Monday, February 27, 2012

"You were a wreck back then."

Excuse me while I try to decode realities in my little coffee shop bubble. And not just any coffee shop, a Starbucks- doesn't get better than that. As the days draw closer to the seven years it's been, I find myself dwelling on the way things played out, with a friend's words echoing in my head. Funny I can even refer to him as a friend now, because somewhere in there I remember immense pain, and then another realization- did it matter how it felt then? Does it always matter to feel when you're young, or is there a defined line between when whatever happens in your heart becomes consequential and before that, when everything is as raw as the blacks and the whites of your existence?
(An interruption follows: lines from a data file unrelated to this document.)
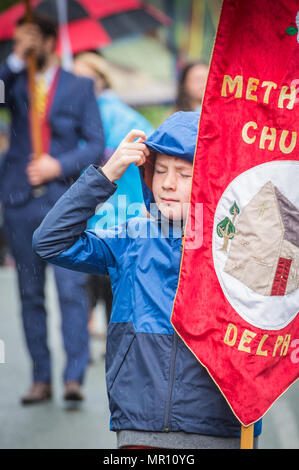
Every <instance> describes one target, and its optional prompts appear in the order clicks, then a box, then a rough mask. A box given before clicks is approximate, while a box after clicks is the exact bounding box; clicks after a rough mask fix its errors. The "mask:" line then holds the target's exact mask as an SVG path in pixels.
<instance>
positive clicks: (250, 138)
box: [242, 121, 257, 144]
mask: <svg viewBox="0 0 299 470" xmlns="http://www.w3.org/2000/svg"><path fill="white" fill-rule="evenodd" d="M250 127H253V129H257V123H256V122H254V121H249V122H247V123H246V124H245V125H244V126H243V129H242V137H243V140H244V142H246V144H253V142H254V141H255V139H256V136H253V137H249V136H248V133H247V131H248V129H249V128H250Z"/></svg>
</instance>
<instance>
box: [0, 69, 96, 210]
mask: <svg viewBox="0 0 299 470" xmlns="http://www.w3.org/2000/svg"><path fill="white" fill-rule="evenodd" d="M0 80H3V82H4V85H5V103H4V105H3V104H2V105H1V106H6V107H8V108H9V109H10V111H11V128H10V146H9V149H8V151H7V154H6V155H5V157H4V161H3V164H2V166H1V169H0V199H1V200H2V202H3V203H4V206H5V207H9V206H13V207H15V206H19V205H22V204H24V203H25V202H26V201H28V199H29V198H30V197H31V194H32V186H31V185H30V184H29V181H28V179H27V175H26V167H27V164H28V163H29V161H30V155H31V153H32V147H31V136H30V128H29V114H28V107H29V98H28V84H27V83H28V81H27V72H26V70H24V71H22V72H20V73H18V74H16V73H14V72H12V70H11V69H10V67H9V66H8V64H7V63H5V64H4V65H3V66H2V67H1V68H0ZM49 124H50V128H51V139H50V147H49V150H48V153H49V154H50V155H51V156H52V157H55V158H57V159H58V160H59V162H60V164H61V167H62V175H61V176H60V177H59V178H57V179H56V180H53V181H50V182H49V183H48V184H47V186H48V189H47V199H48V200H49V202H51V203H54V202H56V200H57V199H58V198H59V197H60V196H61V195H62V194H63V193H64V191H65V190H66V189H67V188H68V186H69V185H70V184H71V183H72V182H73V181H74V179H76V178H77V177H78V176H79V175H80V172H81V171H82V170H83V169H84V168H86V167H88V166H89V165H90V164H92V163H98V162H99V160H100V158H101V156H102V155H103V152H104V134H103V129H102V123H101V118H100V114H99V109H98V105H97V102H96V98H95V96H94V91H93V82H92V81H91V80H90V79H87V78H83V77H77V76H75V75H73V74H72V73H69V72H66V71H65V70H63V69H60V70H59V76H58V80H57V86H56V90H55V94H54V97H53V101H52V105H51V109H50V112H49ZM80 142H81V145H80ZM82 142H83V143H84V144H82Z"/></svg>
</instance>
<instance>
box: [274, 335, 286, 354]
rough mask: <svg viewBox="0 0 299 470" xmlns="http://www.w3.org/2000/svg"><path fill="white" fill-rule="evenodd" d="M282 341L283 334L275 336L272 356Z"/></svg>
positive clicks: (275, 353) (282, 341) (278, 347)
mask: <svg viewBox="0 0 299 470" xmlns="http://www.w3.org/2000/svg"><path fill="white" fill-rule="evenodd" d="M282 342H283V336H277V339H276V343H275V346H274V350H273V354H272V356H273V357H274V356H275V355H276V351H277V349H278V348H279V346H280V345H281V343H282Z"/></svg>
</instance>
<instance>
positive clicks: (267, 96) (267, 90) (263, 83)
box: [261, 81, 277, 104]
mask: <svg viewBox="0 0 299 470" xmlns="http://www.w3.org/2000/svg"><path fill="white" fill-rule="evenodd" d="M261 86H262V87H264V86H265V87H267V88H266V91H265V94H264V100H263V102H264V103H266V104H269V96H270V92H271V90H272V88H274V90H275V89H276V88H277V84H276V83H274V82H270V81H264V82H263V83H262V85H261Z"/></svg>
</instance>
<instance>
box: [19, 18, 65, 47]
mask: <svg viewBox="0 0 299 470" xmlns="http://www.w3.org/2000/svg"><path fill="white" fill-rule="evenodd" d="M31 22H32V23H33V24H35V25H37V26H38V27H39V30H40V32H41V35H42V37H43V38H44V39H48V38H50V37H52V38H54V39H55V41H57V24H56V22H55V21H54V20H52V18H50V17H49V16H47V15H44V14H42V13H36V12H33V15H32V21H31ZM25 23H27V19H26V16H23V17H22V18H20V19H19V20H18V22H17V26H23V25H24V24H25Z"/></svg>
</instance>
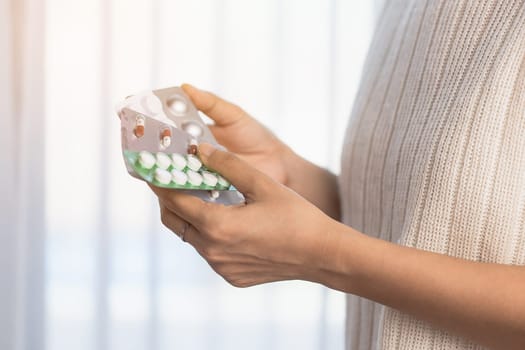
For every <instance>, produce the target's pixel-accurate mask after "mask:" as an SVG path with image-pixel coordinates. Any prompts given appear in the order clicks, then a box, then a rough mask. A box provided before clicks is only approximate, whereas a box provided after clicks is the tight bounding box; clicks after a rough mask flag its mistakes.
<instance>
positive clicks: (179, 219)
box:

What does it mean to get to a place where you look back not only at yourself and your own trainwrecks, but also those of others and think oh, but if only we'd listened, if only she'd listen and save herself the sorrow. Because the tumultuous back and forth between reality and melodrama aside, what always stands out is the immense strength of raw pain that disregards completely how much it matters or whether it even will five years down the road. What makes sense is the indignation when someone informs you that this is all deja vu, and you swear it's different.
It is, and it isn't. Neither here nor there, uncontrollable and just how it is.
So is there an answer to the happiness question? Maybe not, and strangely enough, the more you learn, the murkier it gets. But there might be a certain pride to be taken in pulling yourself together from the worst of times. I think perspective and the acquisition of it is the biggest gray area I know.